In 2014, the major challenge to the success of global polio eradication is an ongoing inability to access and vaccinate children in areas because of physical threats to the security of vaccinations teams. The increase in cases in 2013 and 2014 in Pakistan is the result of a ban on polio vaccination in North and South Waziristan, FATA; local community leaders have prevented vaccination of more than 350,000 children since June 2012. Ongoing military operations in Khyber Agency also limit access. Targeted attacks against polio workers and police officers assigned to protect them have compromised the implementation of SIAs in parts of FATA, KP province, and Karachi. Directed violence against vaccinators in Kano, Yobe, and Borno in early 2013 curtailed SIA implementation. Antigovernment elements continue to cause insecurity in Borno state and elsewhere in northern Nigeria. However, in Borno 100% were of children were inaccessible in March 2012 declining to 16% in March 2014 [41]). The active conflict in Syria led to the immunity gaps that allowed the outbreak to occur and impeded early comprehensive outbreak response. WPV continues to be reimported from FATA into the Eastern Region of Afghanistan where access and security problems continue to affect the implementation of quality SIAs. During 2010–2012, the conflict in Afghanistan prevented vaccinators from safely accessing children in many areas of the Southern Region of Afghanistan. Systematic negotiations improved access to children during 2012–2013, which, together with successful efforts to improve the quality of SIAs, virtually interrupted indigenous WPV1 transmission. Despite this, antigovernment elements have again prevented vaccination of all children in Helmand province thus far in 2014. Limitations of access for SIAs into parts of south-central Somalia remain. The ongoing WPV1 circulation in Cameroon (that affected Equatorial Guinea in early 2014) poses a serious risk for renewed spread into populations affected by insecurity, civil unrest and displacement in the CAR.

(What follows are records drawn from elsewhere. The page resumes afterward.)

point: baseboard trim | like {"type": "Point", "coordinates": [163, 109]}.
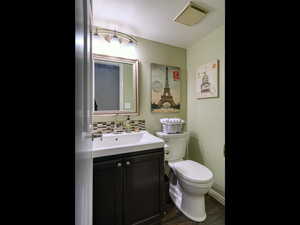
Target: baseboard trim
{"type": "Point", "coordinates": [217, 196]}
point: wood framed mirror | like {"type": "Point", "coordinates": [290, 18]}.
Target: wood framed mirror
{"type": "Point", "coordinates": [115, 85]}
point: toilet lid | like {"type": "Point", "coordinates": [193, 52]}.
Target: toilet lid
{"type": "Point", "coordinates": [193, 171]}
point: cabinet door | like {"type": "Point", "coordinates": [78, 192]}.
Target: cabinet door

Complacency is the other major threat to GPEI’s success: gaps in program performance remain in some secure areas of Nigeria and Pakistan; serious potential consequences can result from decreased program performance during elections; and limited political commitment can result in low effectiveness of outbreak response performance. These risks are compounded by gaps in surveillance in polio-free areas and the continued threat of new international spread of WPV.

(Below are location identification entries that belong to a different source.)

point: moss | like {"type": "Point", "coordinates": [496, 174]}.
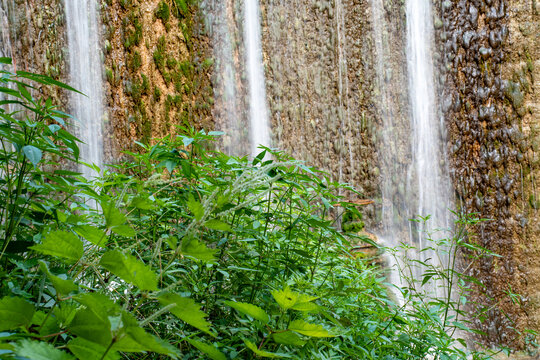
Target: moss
{"type": "Point", "coordinates": [180, 9]}
{"type": "Point", "coordinates": [145, 86]}
{"type": "Point", "coordinates": [109, 74]}
{"type": "Point", "coordinates": [163, 12]}
{"type": "Point", "coordinates": [157, 93]}
{"type": "Point", "coordinates": [136, 61]}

Managing these risks requires full national ownership of the eradication program in all affected countries, including full engagement of all relevant line ministries to local authorities. Urgently needed improvements in accessing and vaccinating children in insecure and conflict-affected areas will require enhancing the engagement of international bodies, religious leaders, and humanitarian actors to implement area-specific plans, generate greater community demand and participation, and adapt activities to local contexts.

On 5 May, 2014, under authority of the International Health Regulations (2005), the WHO Director-General declared renewed international spread of WPV in early 2014 a ‘Public Health Emergency of International Concern’ [48]. She issued Temporary Recommendations to reduce international exportation by having affected countries ensure/encourage that all residents and long-term visitors traveling from polio-affected countries receive an officially documented booster dose of polio vaccine within a year before departure. WHO appealed to all member states to enhance surveillance and immunization activities and fully implement immunization recommendations for of travelers [49].

If international and national importation of WPV into polio-free areas can be prevented (or controlled quickly, if not), effective activities continued during political change, access to all children increased through negotiation and innovation, and activities not curtailed from insufficient funding or complacency, polio eradication can be completed in the near future. All evidence points to the technical and operational feasibility of eradication. At no time in the past has this been so close.

Acknowledgments

The authors would like to thank Ajay Goel, Christine Lamoureux, and Paul Chenoweth of WHO, and Cara Burns, Beth Henderson, Jane Iber, Jean Baptiste Kamgang and Eric Mast of CDC for their kind assistance. We also would like to express appreciation for the sincere efforts of the immunization and surveillance field workers and country program counterparts at all levels working in the Global Polio Eradication Initiative, the regional coordinators, laboratory scientists, and other workers of the GPLN, the massive contributions of the GPEI international partnership to the effort, including the core partners WHO, Rotary International, CDC, UNICEF, and the Bill and Melinda Gates Foundation.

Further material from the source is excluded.